The most important categories of tags are general and social or sharing tags. General tags are for high-level information about the page, while social media crawlers use social tags to decide what information they should add to their thumbnail images when people share your webpage on those platforms.
- General tags: Title, description, language, canonical. These meta tags are fundamental to how search crawlers will read your page. They will tell the crawler in plain English what the content of the page is, who it is written by, and what language it is in.
- Social or Sharing tags: og:<…> tags, twitter:<…> tags. These tags are related to the information that populates when you share your content through various mediums.
If you do not specify this meta information, links to your site would not generate an image when shared on social media. One thing to remember, though, is that meta tags are not as important as the quality and structure of your content. Crawlers always weigh content most heavily.
4. Structured Data
Structured data is a special type of data that primarily helps Google categorize and use the data on your web page by adding extra information to their search cards in what they call rich results sections.

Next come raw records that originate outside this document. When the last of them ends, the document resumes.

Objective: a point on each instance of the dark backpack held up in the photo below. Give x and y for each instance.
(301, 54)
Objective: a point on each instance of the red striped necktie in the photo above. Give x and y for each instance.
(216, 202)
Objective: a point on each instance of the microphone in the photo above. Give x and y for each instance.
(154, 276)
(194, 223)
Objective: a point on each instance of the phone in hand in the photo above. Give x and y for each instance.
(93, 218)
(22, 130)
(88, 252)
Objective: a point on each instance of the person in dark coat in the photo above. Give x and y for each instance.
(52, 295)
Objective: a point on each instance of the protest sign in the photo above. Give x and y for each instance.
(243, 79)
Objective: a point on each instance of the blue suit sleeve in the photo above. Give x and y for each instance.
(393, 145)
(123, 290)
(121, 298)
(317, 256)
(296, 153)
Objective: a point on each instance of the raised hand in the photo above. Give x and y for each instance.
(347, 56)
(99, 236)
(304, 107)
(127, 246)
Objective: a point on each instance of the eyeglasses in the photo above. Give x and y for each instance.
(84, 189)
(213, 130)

These are things like product or recipe lists, product ratings on particular items, and answers to specific questions.
Structured data is added to your site in a format called ld+json
, and might look like this:
{
“@type”: “Product”,
“name”: “Red Couch”,
“image”: [
"https://example.com/photos/1x1/photo.jpg"
],
“description”: “Red convey luxury, and this red couch from boutiqueliving™️ has luxury in it’s DNA”,
“sku”: “0446310786”,
“mpn”: “925872”,
“brand”: {
“@type”: “Brand”,
“name”: “boutiqueliving”
},
“review”: {
“@type”: “Review”,
“reviewRating”: {
“@type”: “Rating”,
“ratingValue”: “4”,
“bestRating”: “5”
},
}
Adding structured data to your website will allow Google to feature your webpage information in the rich results sections and to present product details like price + rating, carousel lists, and article information that will help users sort through your site data.
Wrapping up
Like most topics in programming, SEO is a deep subject that goes well beyond a single article’s scope. Moreover, the continuous evolution of the algorithms that search engines use to crawl and rank webpages means it’s a moving target. Still, knowing how SEO works can help you make smarter decisions when you are building or marketing websites, and careful consideration of SEO should be a part of any web project.